Sound is another influential factor shaping the impact on your customer. For example, sound is an essential in fashion retail, where the products themselves all allude and contribute to an overall emotive position put forward by the brand image. Fashion brands sell a concept, a state of mind associated with their products. This is found in all industries but it is typically more prominent in fashion. We buy in to the products hoping to associate ourselves with or even attain this mental state displayed by the brand. Here is a shop fitter is able to work with architects to understand where the dynamics of sounds in the store work best. Where a sound system would be most effective, and incorporating that into the overall look of the store. The European Journal of Scientific Research studies music’s power over shoppers.

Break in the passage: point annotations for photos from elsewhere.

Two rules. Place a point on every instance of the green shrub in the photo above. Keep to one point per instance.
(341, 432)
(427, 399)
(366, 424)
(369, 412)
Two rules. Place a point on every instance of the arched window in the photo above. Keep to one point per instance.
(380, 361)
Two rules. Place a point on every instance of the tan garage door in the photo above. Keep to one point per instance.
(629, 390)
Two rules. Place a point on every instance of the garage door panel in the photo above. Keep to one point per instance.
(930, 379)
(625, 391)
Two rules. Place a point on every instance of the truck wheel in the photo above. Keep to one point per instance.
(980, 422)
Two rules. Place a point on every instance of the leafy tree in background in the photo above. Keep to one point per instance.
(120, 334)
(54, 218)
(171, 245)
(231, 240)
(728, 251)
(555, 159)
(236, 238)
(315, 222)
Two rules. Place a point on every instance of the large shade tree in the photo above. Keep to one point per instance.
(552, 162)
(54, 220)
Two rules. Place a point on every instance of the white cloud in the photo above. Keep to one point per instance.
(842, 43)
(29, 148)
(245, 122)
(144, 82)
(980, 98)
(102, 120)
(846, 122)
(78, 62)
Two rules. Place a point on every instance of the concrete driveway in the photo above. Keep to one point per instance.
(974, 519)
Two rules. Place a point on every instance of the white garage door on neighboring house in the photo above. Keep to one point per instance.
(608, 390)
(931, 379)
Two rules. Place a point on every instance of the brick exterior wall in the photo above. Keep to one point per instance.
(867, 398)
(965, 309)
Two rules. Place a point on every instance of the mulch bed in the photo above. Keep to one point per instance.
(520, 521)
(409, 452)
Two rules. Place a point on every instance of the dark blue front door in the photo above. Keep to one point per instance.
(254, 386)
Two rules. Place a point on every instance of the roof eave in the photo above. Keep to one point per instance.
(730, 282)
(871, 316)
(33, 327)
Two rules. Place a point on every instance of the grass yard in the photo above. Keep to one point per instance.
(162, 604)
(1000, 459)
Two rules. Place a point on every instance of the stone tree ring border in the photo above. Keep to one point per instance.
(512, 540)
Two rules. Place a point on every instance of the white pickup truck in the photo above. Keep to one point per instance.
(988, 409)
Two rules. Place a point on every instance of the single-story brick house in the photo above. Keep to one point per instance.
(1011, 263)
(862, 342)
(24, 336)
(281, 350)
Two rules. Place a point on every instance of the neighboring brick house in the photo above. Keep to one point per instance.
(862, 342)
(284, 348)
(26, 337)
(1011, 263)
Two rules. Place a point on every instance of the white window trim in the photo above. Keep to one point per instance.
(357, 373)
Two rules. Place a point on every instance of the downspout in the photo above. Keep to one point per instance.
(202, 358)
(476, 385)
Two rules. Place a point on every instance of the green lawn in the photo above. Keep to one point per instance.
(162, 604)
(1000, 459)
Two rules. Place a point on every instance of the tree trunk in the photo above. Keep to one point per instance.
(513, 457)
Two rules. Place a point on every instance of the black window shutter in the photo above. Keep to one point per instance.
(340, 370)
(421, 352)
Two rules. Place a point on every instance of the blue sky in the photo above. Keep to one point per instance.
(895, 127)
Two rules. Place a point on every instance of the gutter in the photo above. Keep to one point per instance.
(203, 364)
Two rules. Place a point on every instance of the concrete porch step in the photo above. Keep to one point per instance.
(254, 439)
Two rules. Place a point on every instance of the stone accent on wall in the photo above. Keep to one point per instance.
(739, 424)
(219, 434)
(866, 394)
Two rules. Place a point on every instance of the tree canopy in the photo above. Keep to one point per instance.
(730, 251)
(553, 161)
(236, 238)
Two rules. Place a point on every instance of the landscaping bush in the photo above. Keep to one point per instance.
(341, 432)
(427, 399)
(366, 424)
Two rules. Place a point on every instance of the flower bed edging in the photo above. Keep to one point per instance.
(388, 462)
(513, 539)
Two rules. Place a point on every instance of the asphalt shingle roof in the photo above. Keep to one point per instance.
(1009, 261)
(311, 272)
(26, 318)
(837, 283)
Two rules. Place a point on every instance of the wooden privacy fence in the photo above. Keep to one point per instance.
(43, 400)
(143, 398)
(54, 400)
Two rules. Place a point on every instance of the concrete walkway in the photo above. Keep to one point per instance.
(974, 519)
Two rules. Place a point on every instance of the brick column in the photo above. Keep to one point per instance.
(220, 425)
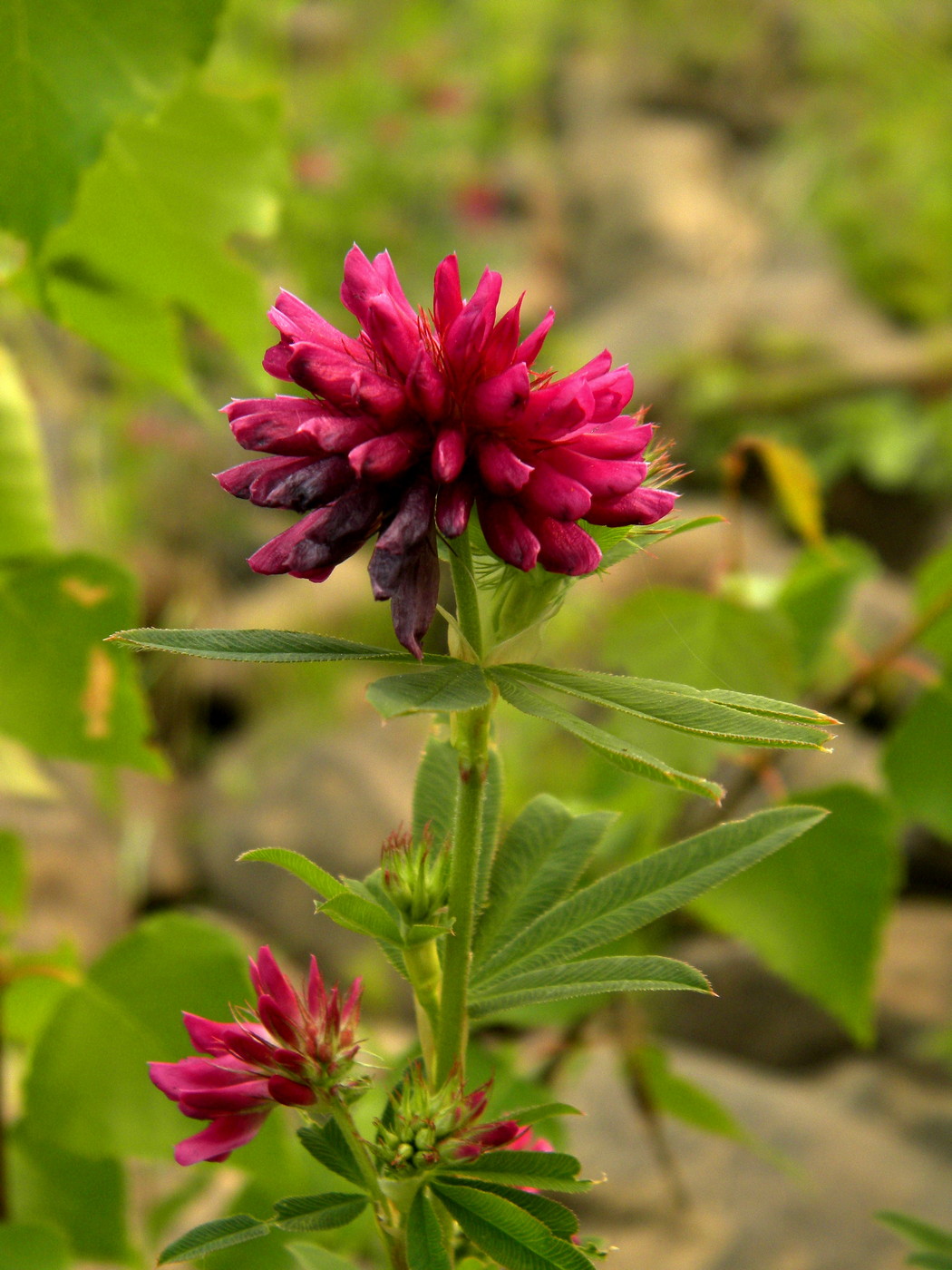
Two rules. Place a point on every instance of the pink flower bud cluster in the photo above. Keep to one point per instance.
(294, 1048)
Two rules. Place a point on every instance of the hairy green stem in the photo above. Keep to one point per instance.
(470, 733)
(393, 1238)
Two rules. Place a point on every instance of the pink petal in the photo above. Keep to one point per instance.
(222, 1136)
(508, 535)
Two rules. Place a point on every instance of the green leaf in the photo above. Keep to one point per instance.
(924, 1235)
(424, 1237)
(13, 879)
(319, 1212)
(88, 1089)
(67, 695)
(84, 1197)
(435, 791)
(329, 1146)
(212, 1237)
(264, 645)
(916, 761)
(130, 253)
(640, 893)
(25, 510)
(815, 592)
(678, 707)
(815, 912)
(24, 1246)
(67, 70)
(507, 1232)
(609, 747)
(560, 1219)
(587, 978)
(294, 863)
(539, 863)
(355, 913)
(308, 1256)
(549, 1170)
(676, 1096)
(459, 686)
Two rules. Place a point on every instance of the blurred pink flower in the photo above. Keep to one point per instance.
(292, 1050)
(421, 416)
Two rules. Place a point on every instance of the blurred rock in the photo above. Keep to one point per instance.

There research suggests that shoppers move quicker through shops when volume is louder, but slower and quieter music makes them stay longer. Genre’s attract different demographics, for example slow tempo pop music makes purchasers more likely to spend on impulse purchases. Therefore, a professionally installed speaker system is a smart choice for your store.

Other sensory effects, include smell’s incredible association and memory ability. Odours have a substantial tie to memory and this is something to consider your shop fitting. Touch. Shoppers ability to hold products increasing likelihood of sales, with the “nothing to hide hypothesis”. All these aspects should be consider when a retail shop fit-out is undertaken.

Increasingly with the threat of online retailers, the high street has to compete. The price transparency, the selection and ease of access of internet shopping will not be beaten by the traditional shop. However industry leaders, such as Seth Godin a marketing guru and globally known strategist, suggested a new path for retail. The retail theatre and the experience of the store is how retailers will regain ground. Consumers increasingly look to brands to identify themselves with and the store is the best platform where this can be presented. Businesses throw money at new products, packaging and marketing. So why fall at the crucial point of sale? The last hurdle that essentially closes the sales and can drive your stores forward.